Thursday, October 19, 2023

Farewell to ClickOps: OCI CLI seamless Data Guard Replication for ExaC@C


Intro

Since the very beginning, everyone got introduced to  Cloud services through the console as it’s very quick. But the cloud CLI tooling provides a stronger, yet user-friendly way to automate tasks, often covering features not even available in the console. Moreover, DBAs often assume that the CLI is primarily designed for managing compute-based services, overlooking its potential benefits for their database fleet. In this tutorial, we'll demonstrate how to automate the Data Guard association of your database between two Exadata Cloud at Customer infrastructures in separate regions.
On top of it, I’ll show you where to look and the type of logs that are generated if you need to troubleshoot.

 

Using the API to Enable Data Guard on ExaC@C

REST API Endpoint
Obviously, Rest APIs provided by the Cloud platform is the core vehicle that allows anything (infrastructure resource, or cloud services) to be created, deleted or managed.
This why the best thing to explore a new feature is to check the REST API Endpoint.
In our case the endpoint is
CreateDataGuardAssociation

POST /20160918/databases/{databaseId}/dataGuardAssociations

You can check more details here CreateDataGuardAssociationDetails 


API method for a Data guard association using existing cluster


Below is the configuration details for creating a Data Guard association for a ExaCC Vmcluster database



The attributes are as below


API Attributes
Attributes Required Description Value
creationType Yes Other Options: WithNewDbSystem, ExistingDbSystem ExistingVmCluster
databaseAdminPassword Yes The admin password and the TDE password must be the same.
isActiveDataGuardEnabled No True if active Data Guard is enabled.
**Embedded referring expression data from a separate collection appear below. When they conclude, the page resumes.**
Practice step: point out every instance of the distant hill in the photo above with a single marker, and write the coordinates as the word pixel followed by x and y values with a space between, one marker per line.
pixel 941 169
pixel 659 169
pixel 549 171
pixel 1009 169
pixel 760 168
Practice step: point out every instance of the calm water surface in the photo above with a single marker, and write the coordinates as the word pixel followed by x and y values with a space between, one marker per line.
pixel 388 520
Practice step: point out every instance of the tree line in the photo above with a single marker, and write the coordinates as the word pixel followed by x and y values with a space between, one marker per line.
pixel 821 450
True
peerDbUniqueName No
  • DB_UNIQUE_NAME of peer DB to be created.
  • Unique across the fleet/tenancy
  • Defaults to
    <db_name>_<3 char>_<region-name>.
    peerSidPrefix No DB SID prefix to be created. unique in the VM cluster
    instance # is auto appended to the SID prefix
    protectionMode Yes MAXIMUM_AVAILABILITY
    MAXIMUM_PERFORMANCE
    MAXIMUM_PROTECTION
    MAXIMUM_PERFORMANCE
    transportType Yes SYNC
    ASYNC
    FASTSYNC
    ASYNC
    peerDbHomeId No Supply this value to create standby DB with an existing DB home
    databaseSoftwareImageId No The database software image OCID




    API request Examples


    Here is a basic API call example for Database system which slightly differs from the Exadata Cloud implantation.

     

    Response Body


    The response body will contain a single DataGuardAssociation resource.



    Using OCI CLI to Enable Data Guard on ExaCC

    Now that we’ve explored REST API structure, we can move to a practical example using OCI CLI. Both Exada Cloud@Customer (Edge DB service) are located in different regions in Canada in 2 DataCenters.   

    Usage

    $ oci db data-guard-association create from-existing-vm-cluster [OPTIONS]
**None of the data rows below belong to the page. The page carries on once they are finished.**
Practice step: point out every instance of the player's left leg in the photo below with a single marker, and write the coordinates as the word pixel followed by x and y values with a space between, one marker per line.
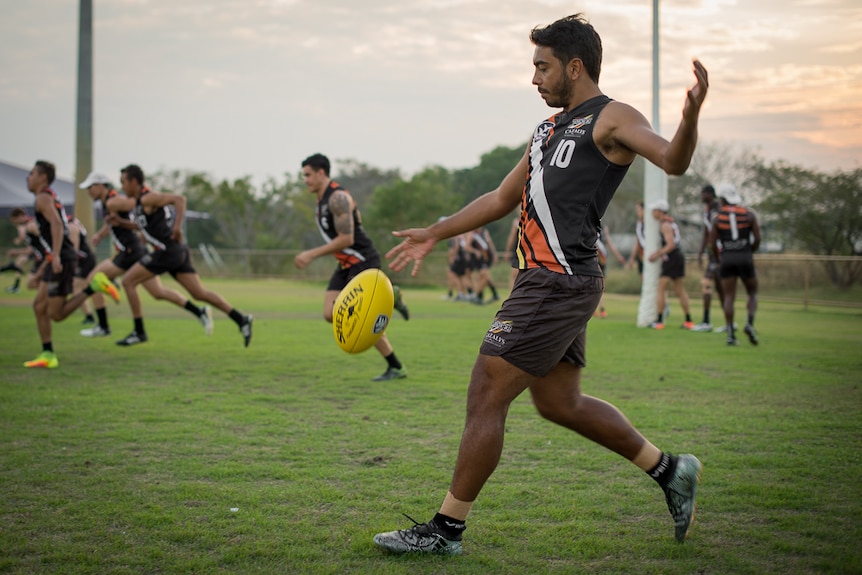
pixel 191 281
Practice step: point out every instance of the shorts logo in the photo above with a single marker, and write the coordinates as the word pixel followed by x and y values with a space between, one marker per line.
pixel 498 327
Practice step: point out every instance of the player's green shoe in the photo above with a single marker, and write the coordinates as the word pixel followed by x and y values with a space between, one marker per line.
pixel 391 373
pixel 101 283
pixel 47 359
pixel 680 493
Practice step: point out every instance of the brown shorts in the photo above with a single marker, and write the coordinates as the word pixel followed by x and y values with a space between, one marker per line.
pixel 544 321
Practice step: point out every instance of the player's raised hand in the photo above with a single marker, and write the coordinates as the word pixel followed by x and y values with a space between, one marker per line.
pixel 418 242
pixel 697 93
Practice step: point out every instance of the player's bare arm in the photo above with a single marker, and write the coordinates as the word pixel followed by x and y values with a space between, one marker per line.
pixel 156 200
pixel 491 206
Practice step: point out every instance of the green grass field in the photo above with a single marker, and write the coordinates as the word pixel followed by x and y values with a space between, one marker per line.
pixel 191 454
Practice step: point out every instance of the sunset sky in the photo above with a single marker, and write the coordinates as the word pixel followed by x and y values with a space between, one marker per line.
pixel 251 87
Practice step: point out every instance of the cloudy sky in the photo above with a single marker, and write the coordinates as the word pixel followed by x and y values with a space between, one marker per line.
pixel 251 87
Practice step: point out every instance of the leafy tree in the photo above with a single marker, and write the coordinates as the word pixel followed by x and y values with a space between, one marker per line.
pixel 814 211
pixel 468 184
pixel 361 179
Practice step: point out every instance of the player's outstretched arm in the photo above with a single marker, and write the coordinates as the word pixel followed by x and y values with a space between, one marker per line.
pixel 417 243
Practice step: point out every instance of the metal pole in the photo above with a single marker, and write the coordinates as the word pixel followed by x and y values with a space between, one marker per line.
pixel 84 128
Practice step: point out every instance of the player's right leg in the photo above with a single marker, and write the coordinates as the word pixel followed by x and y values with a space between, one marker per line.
pixel 111 271
pixel 135 276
    Generate a sample json file to be used with this command option.

    The best way to leverage OCI CLI with a complex structure is to generate a full command JSON construct. 
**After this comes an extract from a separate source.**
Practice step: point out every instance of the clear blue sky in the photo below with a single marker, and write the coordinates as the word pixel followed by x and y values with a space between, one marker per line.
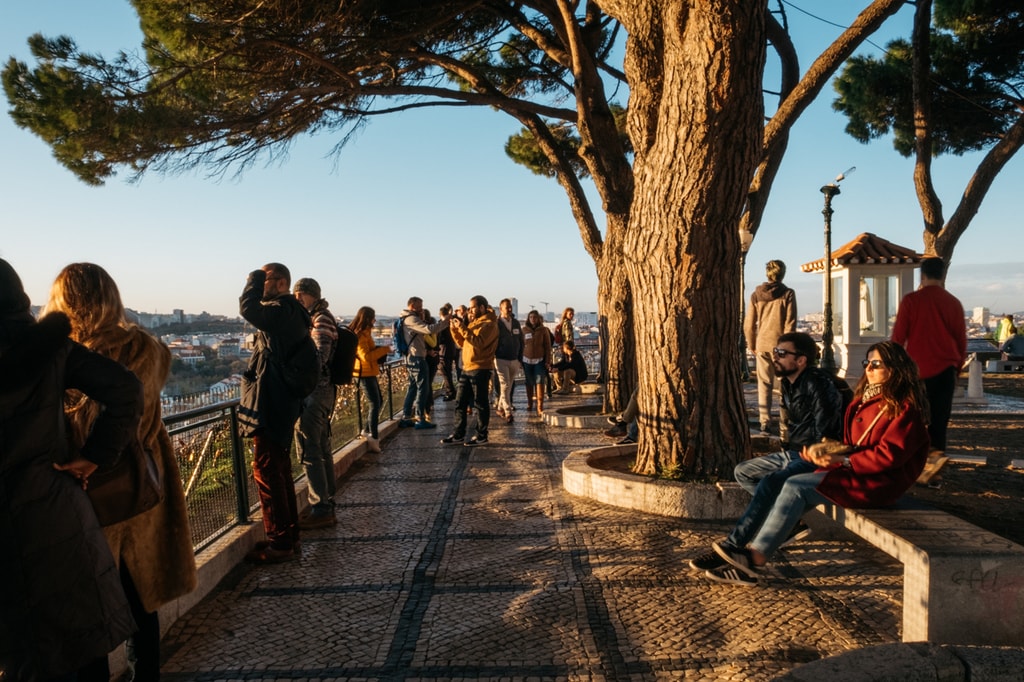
pixel 427 204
    # oci db data-guard-association create from-existing-vm-cluster \
    --generate-full-command-json-input > dg_assoc.json
    {
      "databaseAdminPassword": "string",
      "databaseId": "string",
      "databaseSoftwareImageId": "string",
      "peerDbHomeId": "string",
      "peerDbUniqueName": "string",
      "peerSidPrefix": "string",
      "peerVmClusterId": "string",
      "protectionMode":"MAXIMUM_AVAILABILITY|MAXIMUM_PERFORMANCE|MAXIMUM_PROTECTION"
    ,"transportType": "SYNC|ASYNC|FASTSYNC" }


    Practical Example

    Here we will configure a Data guard setup from an ExaC@C site to another with no existing standby DB home.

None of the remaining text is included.